Its just because he lives in our district. I definitely look forward to learning about it. We have already had it set up in dispatch so that when his address is typed in, they can alert us that its him. The paperwork that was sent to our fire station says he must be transported to Baylor Dallas, which would be an hour drive via ambulance. And I already know what's going to happen. We will get called out to him when its crappy weather and we can't get a helicopter. I have asked one of the medics that works the ambulance to ask the nurse in the case of bad weather, if we can transport him to the closest Baylor, or does he need to go all the way to Dallas.
do you wear medical id?
I'm definitely interested in the 911 protocol in place to revive LVAD patients. Please post it when you find it!
I would suggest a bracelet for ID. More likely to be noticed right away.

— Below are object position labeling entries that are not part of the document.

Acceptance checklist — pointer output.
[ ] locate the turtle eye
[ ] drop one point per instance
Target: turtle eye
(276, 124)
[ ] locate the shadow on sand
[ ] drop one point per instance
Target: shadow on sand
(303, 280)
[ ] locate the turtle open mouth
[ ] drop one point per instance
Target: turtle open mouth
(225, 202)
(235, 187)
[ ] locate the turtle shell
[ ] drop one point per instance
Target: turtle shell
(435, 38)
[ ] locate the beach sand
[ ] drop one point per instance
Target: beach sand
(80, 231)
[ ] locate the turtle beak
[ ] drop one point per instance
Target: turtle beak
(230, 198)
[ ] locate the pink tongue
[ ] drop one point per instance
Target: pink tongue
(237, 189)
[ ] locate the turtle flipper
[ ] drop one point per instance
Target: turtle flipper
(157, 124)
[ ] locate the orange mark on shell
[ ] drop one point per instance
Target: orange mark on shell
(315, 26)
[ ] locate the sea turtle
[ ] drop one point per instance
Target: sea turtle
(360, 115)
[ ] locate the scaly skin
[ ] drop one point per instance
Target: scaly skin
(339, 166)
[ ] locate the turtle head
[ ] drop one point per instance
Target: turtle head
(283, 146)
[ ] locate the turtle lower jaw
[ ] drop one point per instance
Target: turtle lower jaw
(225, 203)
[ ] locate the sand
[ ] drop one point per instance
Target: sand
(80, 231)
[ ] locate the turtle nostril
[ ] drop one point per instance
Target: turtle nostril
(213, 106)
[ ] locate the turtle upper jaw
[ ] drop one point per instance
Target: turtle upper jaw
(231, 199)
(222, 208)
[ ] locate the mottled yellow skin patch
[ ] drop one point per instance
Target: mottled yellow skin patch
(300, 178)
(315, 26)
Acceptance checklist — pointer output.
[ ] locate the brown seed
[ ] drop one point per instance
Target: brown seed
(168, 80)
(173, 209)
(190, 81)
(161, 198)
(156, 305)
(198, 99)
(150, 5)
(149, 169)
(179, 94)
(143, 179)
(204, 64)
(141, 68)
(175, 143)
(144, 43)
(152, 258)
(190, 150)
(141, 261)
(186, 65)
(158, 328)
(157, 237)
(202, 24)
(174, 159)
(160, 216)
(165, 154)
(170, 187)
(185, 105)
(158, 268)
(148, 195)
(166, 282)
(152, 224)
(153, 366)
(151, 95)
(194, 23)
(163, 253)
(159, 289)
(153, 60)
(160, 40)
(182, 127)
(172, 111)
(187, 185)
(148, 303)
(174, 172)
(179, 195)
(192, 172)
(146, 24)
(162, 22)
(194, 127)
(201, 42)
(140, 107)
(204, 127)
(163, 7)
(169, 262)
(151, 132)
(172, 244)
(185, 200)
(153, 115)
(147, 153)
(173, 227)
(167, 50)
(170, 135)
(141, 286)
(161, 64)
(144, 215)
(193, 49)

Thats the problem, not all hospitals have an LVAD program, and if it does it may not use "that" particular LVAD... mine is made by THORATEC called the
Heartmate ll.
I heard of stories that an LVAD patient from NYC needed assistance in Philly and that hospital didnt want to touch him dispite the fact that they were familiar with his LVAD... because of insurance purposes... his health rapidly declined and the hospital in philly did help him.
They recommend that an LVAD patient shouldnt be futher than 2 hours from the hospital he or she had surgery in. But folks with LVADs do travel by airplane car bus BUT its not recommended.
thanks
BTW I am trying to add a signature to my comments but i cant find where to add... do you? thanks
I'm wondering, what are providers supposed to do if they find an LVAD patient unresponsive and apneic?
Since they have no pulse, they could be in... arrest, as in their machine stopped working, and in that case, you are not supposed to compressions... so what, you just call it a day, pack up, and go home?
Many areas don't transport patients who code until they have a ROSC... since you have no pulse, period, a ROSC would be totally out of the question, wouldn't it?
And I really can't see the benefit outweigh the risk of rushing someone to the hospital, unable to circulate their blood, code 3, risking everyone else's lives for someone who may not come back as anything more than a vegetable due to anoxic brain injury from lack of circulation, especially considering some areas transport times where they can reach 10 minutes to over an hour.
Or would you risk compressions knowing you possibly could dislodge the device and cause a bleed?
Also, just an off topic pure curiosity question, if you can't get it wet does that mean you can't shower?
Those were the same questions I had (well, except for the shower thing! ). And cardiac drugs won't help, right, because the patient's heart is already effectively damaged beyond repair, or they wouldn't have the LVAD in the first place?
I think, unless I hear otherwise, that this would have to be something like c-spine compromise in a patient in cardiac arrest - wouldn't disloding the device be the lesser of two evils, as compared to not doing chest compressions? In a situation where the patient is apneic and unresponsive, at least. I suppose there is no danger of defibrilation, because if the patient's pump stops, they will be effectively asystolic.
Maybe as these devices become more common, we will start to be equipped with the proper tools to measure vital signs in LVAD patients - if they ever do become that common (look how common diabetes is - and most of the time EMT-Bs don't use glucometers).
Sorry I stole your question, i somehow missed it.